Founded in 2019, Tecton is on a mission to simplify the process of building and productizing data for machine learning, in an effort to make the technology accessible to any company. Instead of having data scientists and data engineers operating in silos and spending months implementing data pipelines, Tecton automates the complete lifecycle of data for ML.
The team behind Tecton saw this problem first hand while creating Michelangelo, Uber’s internal platform for building, optimizing, and launching ML solutions across the company’s many services. Driver ETAs, UberEATs delivery times, and driver-rider matching are all examples of the thousands of operational ML applications running on Michelangelo, each of which take in data from multiple sources to inform insights. After wrestling with the complexity of how to manage that process all the way to production, and building one of the more well-known ML platforms in the industry, the team decided to bring the benefits of a feature store for machine learning to the general market.

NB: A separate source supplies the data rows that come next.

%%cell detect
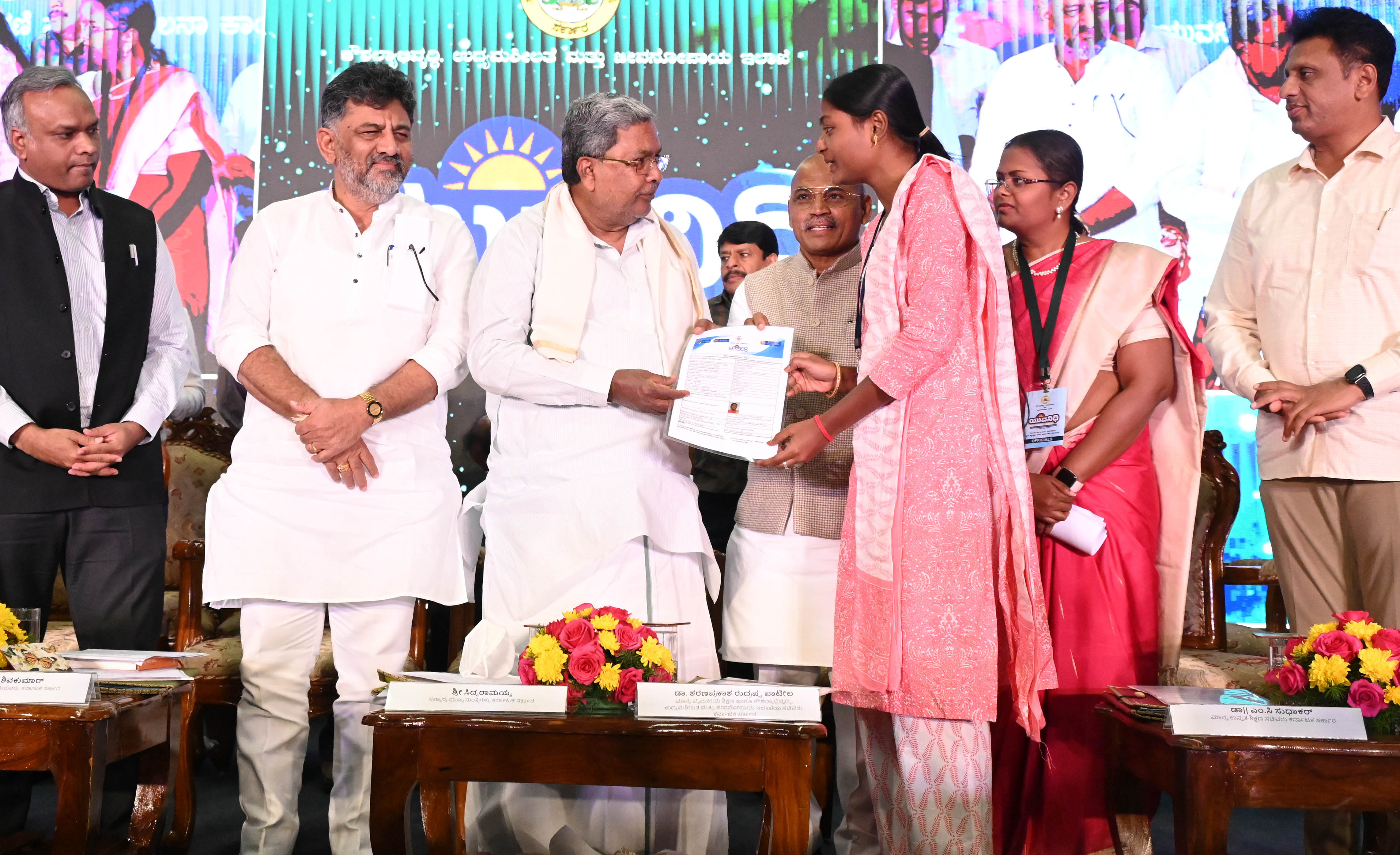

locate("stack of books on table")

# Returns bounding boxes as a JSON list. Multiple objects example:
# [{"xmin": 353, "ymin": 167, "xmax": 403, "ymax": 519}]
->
[{"xmin": 63, "ymin": 649, "xmax": 206, "ymax": 692}]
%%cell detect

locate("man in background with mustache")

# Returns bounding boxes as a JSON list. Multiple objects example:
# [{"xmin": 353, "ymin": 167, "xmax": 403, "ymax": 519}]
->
[
  {"xmin": 723, "ymin": 154, "xmax": 879, "ymax": 855},
  {"xmin": 0, "ymin": 67, "xmax": 189, "ymax": 837},
  {"xmin": 204, "ymin": 63, "xmax": 476, "ymax": 855}
]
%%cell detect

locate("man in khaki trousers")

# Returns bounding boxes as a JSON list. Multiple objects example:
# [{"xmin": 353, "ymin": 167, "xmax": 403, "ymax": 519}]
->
[{"xmin": 1206, "ymin": 8, "xmax": 1400, "ymax": 855}]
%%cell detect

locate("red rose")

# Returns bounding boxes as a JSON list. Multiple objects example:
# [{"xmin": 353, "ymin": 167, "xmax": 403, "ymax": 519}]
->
[
  {"xmin": 1264, "ymin": 662, "xmax": 1308, "ymax": 695},
  {"xmin": 616, "ymin": 669, "xmax": 645, "ymax": 704},
  {"xmin": 1347, "ymin": 680, "xmax": 1386, "ymax": 719},
  {"xmin": 1313, "ymin": 629, "xmax": 1364, "ymax": 662},
  {"xmin": 1371, "ymin": 626, "xmax": 1400, "ymax": 659},
  {"xmin": 521, "ymin": 653, "xmax": 539, "ymax": 686},
  {"xmin": 613, "ymin": 624, "xmax": 641, "ymax": 650},
  {"xmin": 559, "ymin": 618, "xmax": 598, "ymax": 652},
  {"xmin": 568, "ymin": 642, "xmax": 608, "ymax": 686}
]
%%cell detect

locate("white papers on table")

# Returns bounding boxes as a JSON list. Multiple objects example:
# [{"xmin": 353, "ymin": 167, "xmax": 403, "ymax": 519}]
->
[
  {"xmin": 73, "ymin": 669, "xmax": 193, "ymax": 682},
  {"xmin": 666, "ymin": 327, "xmax": 792, "ymax": 461}
]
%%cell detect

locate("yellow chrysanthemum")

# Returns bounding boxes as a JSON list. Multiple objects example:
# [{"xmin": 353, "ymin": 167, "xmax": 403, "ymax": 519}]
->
[
  {"xmin": 526, "ymin": 629, "xmax": 560, "ymax": 659},
  {"xmin": 598, "ymin": 663, "xmax": 622, "ymax": 692},
  {"xmin": 591, "ymin": 614, "xmax": 617, "ymax": 629},
  {"xmin": 1343, "ymin": 621, "xmax": 1380, "ymax": 643},
  {"xmin": 598, "ymin": 629, "xmax": 622, "ymax": 653},
  {"xmin": 1308, "ymin": 621, "xmax": 1337, "ymax": 642},
  {"xmin": 1308, "ymin": 656, "xmax": 1351, "ymax": 691},
  {"xmin": 0, "ymin": 603, "xmax": 27, "ymax": 645},
  {"xmin": 535, "ymin": 645, "xmax": 568, "ymax": 682},
  {"xmin": 1357, "ymin": 648, "xmax": 1400, "ymax": 682}
]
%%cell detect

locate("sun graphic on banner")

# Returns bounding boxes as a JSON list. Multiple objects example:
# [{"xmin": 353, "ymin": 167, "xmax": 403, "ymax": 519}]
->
[{"xmin": 442, "ymin": 122, "xmax": 560, "ymax": 191}]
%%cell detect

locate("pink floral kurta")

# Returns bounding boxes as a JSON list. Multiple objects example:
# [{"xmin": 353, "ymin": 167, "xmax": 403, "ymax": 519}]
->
[{"xmin": 833, "ymin": 157, "xmax": 1054, "ymax": 732}]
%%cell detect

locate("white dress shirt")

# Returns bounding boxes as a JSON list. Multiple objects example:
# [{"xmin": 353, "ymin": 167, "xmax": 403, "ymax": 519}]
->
[
  {"xmin": 1160, "ymin": 51, "xmax": 1306, "ymax": 329},
  {"xmin": 204, "ymin": 189, "xmax": 476, "ymax": 606},
  {"xmin": 969, "ymin": 42, "xmax": 1176, "ymax": 247},
  {"xmin": 468, "ymin": 205, "xmax": 713, "ymax": 591},
  {"xmin": 1206, "ymin": 119, "xmax": 1400, "ymax": 481},
  {"xmin": 0, "ymin": 169, "xmax": 191, "ymax": 446}
]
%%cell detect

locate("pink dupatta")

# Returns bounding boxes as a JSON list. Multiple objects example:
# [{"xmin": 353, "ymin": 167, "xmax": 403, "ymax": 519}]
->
[{"xmin": 850, "ymin": 154, "xmax": 1056, "ymax": 739}]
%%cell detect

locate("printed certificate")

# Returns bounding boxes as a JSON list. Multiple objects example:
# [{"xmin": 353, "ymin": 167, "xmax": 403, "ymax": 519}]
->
[{"xmin": 666, "ymin": 327, "xmax": 792, "ymax": 461}]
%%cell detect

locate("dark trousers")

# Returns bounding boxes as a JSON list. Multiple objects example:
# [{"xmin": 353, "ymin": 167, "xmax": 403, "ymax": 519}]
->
[
  {"xmin": 0, "ymin": 505, "xmax": 167, "ymax": 837},
  {"xmin": 699, "ymin": 491, "xmax": 742, "ymax": 552}
]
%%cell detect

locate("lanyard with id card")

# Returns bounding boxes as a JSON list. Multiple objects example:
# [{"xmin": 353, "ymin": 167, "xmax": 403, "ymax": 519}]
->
[{"xmin": 1017, "ymin": 229, "xmax": 1078, "ymax": 449}]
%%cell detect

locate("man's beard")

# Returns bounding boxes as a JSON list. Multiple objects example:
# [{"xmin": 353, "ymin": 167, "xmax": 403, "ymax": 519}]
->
[{"xmin": 336, "ymin": 143, "xmax": 409, "ymax": 205}]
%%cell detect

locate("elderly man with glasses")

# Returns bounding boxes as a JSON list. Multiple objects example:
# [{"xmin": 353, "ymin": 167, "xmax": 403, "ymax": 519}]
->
[
  {"xmin": 461, "ymin": 93, "xmax": 728, "ymax": 852},
  {"xmin": 724, "ymin": 156, "xmax": 879, "ymax": 855}
]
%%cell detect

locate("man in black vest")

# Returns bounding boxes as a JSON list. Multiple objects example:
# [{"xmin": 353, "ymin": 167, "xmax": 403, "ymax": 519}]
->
[{"xmin": 0, "ymin": 67, "xmax": 188, "ymax": 649}]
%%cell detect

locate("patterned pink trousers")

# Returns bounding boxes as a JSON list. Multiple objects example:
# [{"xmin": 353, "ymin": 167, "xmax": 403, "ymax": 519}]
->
[{"xmin": 855, "ymin": 709, "xmax": 991, "ymax": 855}]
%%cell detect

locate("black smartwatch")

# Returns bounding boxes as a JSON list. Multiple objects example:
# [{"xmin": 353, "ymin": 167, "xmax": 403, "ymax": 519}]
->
[
  {"xmin": 1345, "ymin": 366, "xmax": 1376, "ymax": 401},
  {"xmin": 1054, "ymin": 467, "xmax": 1079, "ymax": 491}
]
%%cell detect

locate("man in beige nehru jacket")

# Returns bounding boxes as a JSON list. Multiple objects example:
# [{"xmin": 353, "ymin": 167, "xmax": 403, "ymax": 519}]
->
[
  {"xmin": 724, "ymin": 157, "xmax": 879, "ymax": 855},
  {"xmin": 1206, "ymin": 15, "xmax": 1400, "ymax": 855}
]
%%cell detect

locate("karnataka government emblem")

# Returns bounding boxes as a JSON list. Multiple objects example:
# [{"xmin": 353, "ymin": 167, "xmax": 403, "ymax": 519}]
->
[{"xmin": 521, "ymin": 0, "xmax": 619, "ymax": 39}]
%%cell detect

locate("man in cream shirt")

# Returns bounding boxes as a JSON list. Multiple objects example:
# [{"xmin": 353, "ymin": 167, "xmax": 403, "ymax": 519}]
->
[
  {"xmin": 461, "ymin": 93, "xmax": 728, "ymax": 853},
  {"xmin": 1206, "ymin": 8, "xmax": 1400, "ymax": 853},
  {"xmin": 204, "ymin": 63, "xmax": 476, "ymax": 855}
]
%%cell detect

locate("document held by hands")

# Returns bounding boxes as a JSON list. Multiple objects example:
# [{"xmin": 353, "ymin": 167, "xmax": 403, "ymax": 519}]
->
[{"xmin": 666, "ymin": 327, "xmax": 792, "ymax": 461}]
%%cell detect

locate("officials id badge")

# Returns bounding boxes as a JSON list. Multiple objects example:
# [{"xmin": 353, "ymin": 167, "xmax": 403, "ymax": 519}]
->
[{"xmin": 1023, "ymin": 387, "xmax": 1067, "ymax": 449}]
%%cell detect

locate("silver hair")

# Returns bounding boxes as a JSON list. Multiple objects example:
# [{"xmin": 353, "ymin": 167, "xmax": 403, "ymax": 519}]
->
[
  {"xmin": 559, "ymin": 93, "xmax": 655, "ymax": 185},
  {"xmin": 0, "ymin": 66, "xmax": 83, "ymax": 151}
]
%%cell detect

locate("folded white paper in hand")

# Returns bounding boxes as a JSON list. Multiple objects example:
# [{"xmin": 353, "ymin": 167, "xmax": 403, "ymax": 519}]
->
[{"xmin": 1050, "ymin": 505, "xmax": 1109, "ymax": 555}]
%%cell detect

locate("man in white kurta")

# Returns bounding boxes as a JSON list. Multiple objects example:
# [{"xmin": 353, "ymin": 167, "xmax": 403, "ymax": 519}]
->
[
  {"xmin": 461, "ymin": 94, "xmax": 728, "ymax": 855},
  {"xmin": 204, "ymin": 63, "xmax": 476, "ymax": 855}
]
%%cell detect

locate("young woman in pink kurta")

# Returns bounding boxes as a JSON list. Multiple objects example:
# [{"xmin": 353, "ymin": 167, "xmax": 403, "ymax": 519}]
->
[{"xmin": 759, "ymin": 64, "xmax": 1053, "ymax": 855}]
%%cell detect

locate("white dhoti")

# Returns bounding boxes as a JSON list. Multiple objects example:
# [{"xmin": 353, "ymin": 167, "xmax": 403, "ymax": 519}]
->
[{"xmin": 462, "ymin": 537, "xmax": 729, "ymax": 855}]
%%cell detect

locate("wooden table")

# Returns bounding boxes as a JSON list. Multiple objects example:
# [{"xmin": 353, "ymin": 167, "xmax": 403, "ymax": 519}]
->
[
  {"xmin": 364, "ymin": 712, "xmax": 826, "ymax": 855},
  {"xmin": 0, "ymin": 682, "xmax": 194, "ymax": 855},
  {"xmin": 1096, "ymin": 701, "xmax": 1400, "ymax": 855}
]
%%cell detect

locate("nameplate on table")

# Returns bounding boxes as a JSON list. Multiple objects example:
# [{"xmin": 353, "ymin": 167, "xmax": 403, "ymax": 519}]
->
[
  {"xmin": 1166, "ymin": 704, "xmax": 1366, "ymax": 740},
  {"xmin": 0, "ymin": 671, "xmax": 96, "ymax": 704},
  {"xmin": 383, "ymin": 682, "xmax": 568, "ymax": 713},
  {"xmin": 637, "ymin": 681, "xmax": 823, "ymax": 722}
]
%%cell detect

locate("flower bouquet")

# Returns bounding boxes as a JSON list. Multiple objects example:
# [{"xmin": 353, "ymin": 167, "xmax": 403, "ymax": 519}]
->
[
  {"xmin": 519, "ymin": 603, "xmax": 676, "ymax": 715},
  {"xmin": 1264, "ymin": 611, "xmax": 1400, "ymax": 736}
]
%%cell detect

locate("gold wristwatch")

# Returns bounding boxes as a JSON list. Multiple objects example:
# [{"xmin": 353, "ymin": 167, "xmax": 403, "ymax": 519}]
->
[{"xmin": 360, "ymin": 393, "xmax": 383, "ymax": 425}]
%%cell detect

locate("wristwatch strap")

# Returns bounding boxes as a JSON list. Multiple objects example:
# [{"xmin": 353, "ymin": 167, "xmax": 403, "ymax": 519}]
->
[{"xmin": 360, "ymin": 393, "xmax": 383, "ymax": 425}]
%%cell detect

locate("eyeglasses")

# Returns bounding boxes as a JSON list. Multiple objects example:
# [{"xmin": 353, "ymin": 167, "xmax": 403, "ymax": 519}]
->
[
  {"xmin": 987, "ymin": 175, "xmax": 1064, "ymax": 196},
  {"xmin": 788, "ymin": 186, "xmax": 861, "ymax": 207},
  {"xmin": 594, "ymin": 154, "xmax": 671, "ymax": 175}
]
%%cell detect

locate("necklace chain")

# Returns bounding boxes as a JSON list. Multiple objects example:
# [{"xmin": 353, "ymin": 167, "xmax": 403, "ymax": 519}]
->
[{"xmin": 1011, "ymin": 244, "xmax": 1062, "ymax": 276}]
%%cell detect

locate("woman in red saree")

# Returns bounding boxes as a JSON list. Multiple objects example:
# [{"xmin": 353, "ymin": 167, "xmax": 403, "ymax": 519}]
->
[
  {"xmin": 757, "ymin": 64, "xmax": 1054, "ymax": 855},
  {"xmin": 988, "ymin": 130, "xmax": 1209, "ymax": 855}
]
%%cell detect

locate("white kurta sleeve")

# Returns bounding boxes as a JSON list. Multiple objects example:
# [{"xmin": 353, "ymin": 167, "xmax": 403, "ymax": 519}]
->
[
  {"xmin": 122, "ymin": 229, "xmax": 193, "ymax": 443},
  {"xmin": 409, "ymin": 219, "xmax": 476, "ymax": 394},
  {"xmin": 1206, "ymin": 184, "xmax": 1277, "ymax": 401},
  {"xmin": 466, "ymin": 211, "xmax": 613, "ymax": 406},
  {"xmin": 209, "ymin": 212, "xmax": 277, "ymax": 378}
]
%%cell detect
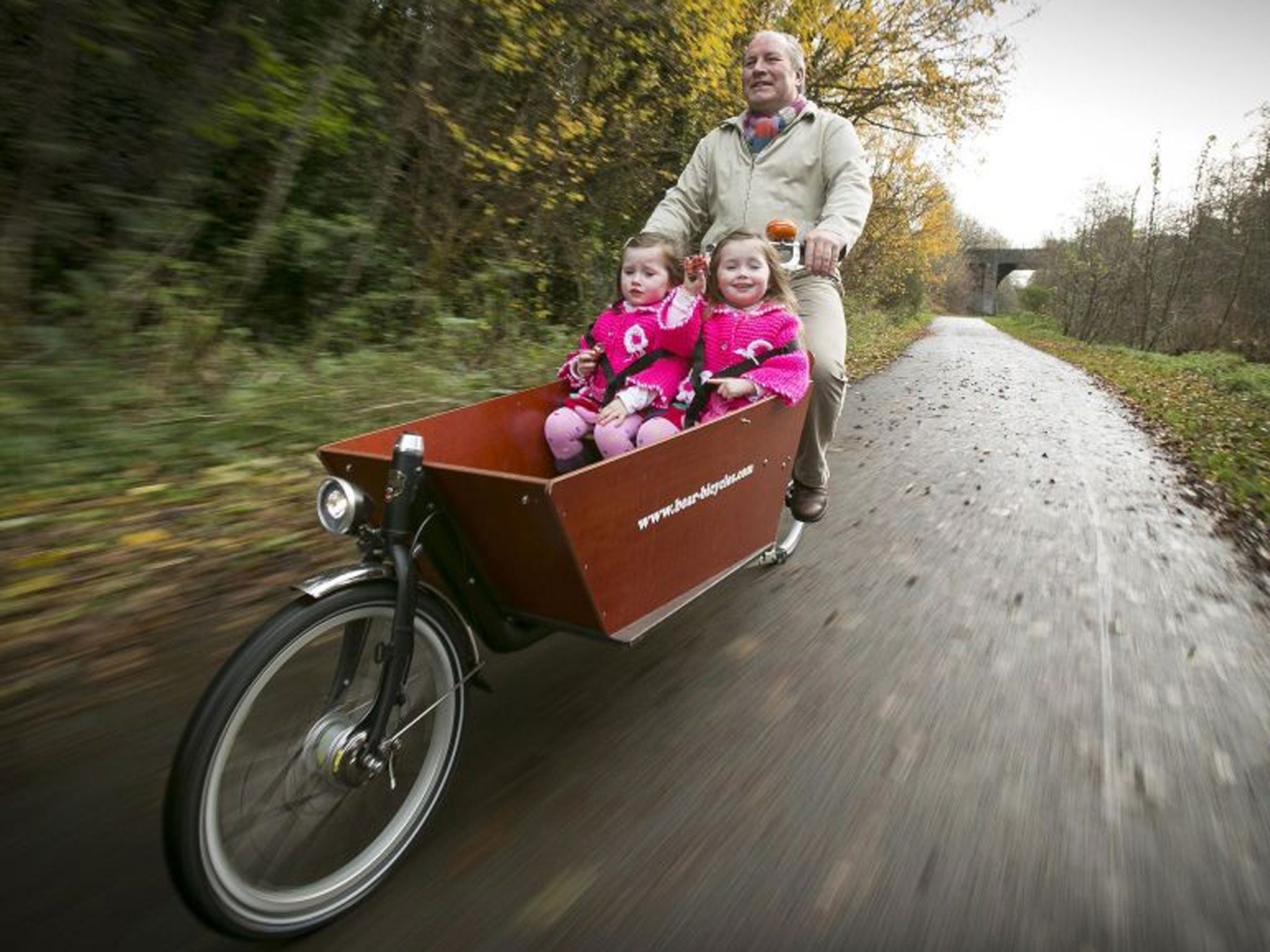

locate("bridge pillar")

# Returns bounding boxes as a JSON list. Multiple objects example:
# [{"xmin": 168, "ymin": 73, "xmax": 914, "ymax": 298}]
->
[
  {"xmin": 969, "ymin": 247, "xmax": 1047, "ymax": 317},
  {"xmin": 972, "ymin": 262, "xmax": 997, "ymax": 317}
]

“Without the right platforms and tooling, getting ML models to production is a lengthy and complicated process,” says Gaetan Castelein, VP of Marketing at Tecton. “Even for more advanced technology companies, that process can typically take six months or more, and a majority of the models never make it to production. SageMaker and Tecton are platforms that are designed to get ML models and data to production quickly and reliably. Together, they enable organizations to build ML-powered applications that deliver new magical customer experiences and automate complex business processes.”
At the core of the offering is the idea of a “feature”, which can be described as a predictive data signal that gets passed to an ML model. Previously, data scientists would first collect, explore, and transform data to engineer new features for model training. They would then pass their features to data engineers to re-implement their pipelines with production-hardened code for online serving. The feature lifecycle was a huge time drain.
Tecton provides a platform for data scientists to build great features and serve them to production instantly, using DevOps-like engineering practices. Data scientists build features collaboratively using standard feature definitions that are stored in a Git repo. Tecton then automates the feature pipelines and curates the values in a feature repo. The features can be served instantly for training and online inference. Similar to how Amazon SageMaker speeds up the time to production for building and testing ML models, Tecton accelerates the time to production for ML features. Whether it’s batch, streaming, or real-time data, Tecton can process it, curate it, and pass it to customer’s ML models for real-time inference.
“It’s not just about getting a model out into the world. ML startups like Tecton are thinking about efficiency at every stage of production. The results speak for themselves,” says Allie Miller, US Head of ML Business Development, Startups and Venture Capital at AWS.
“Businesses have seen success combining SageMaker and Tecton, creating an integrated platform for operational machine learning,” per Castelein. “For example, one of our customers is using SageMaker and Tecton to build new models in under 2 months, while significantly increasing the accuracy of predictions.”
If the expansion of ML applications throughout society is any indicator, it would seem the team at Tecton has a bright future ahead of them. And by easing the effort needed to gather and productize data for ML models, they’re likely accelerating the growth of an already exploding industry.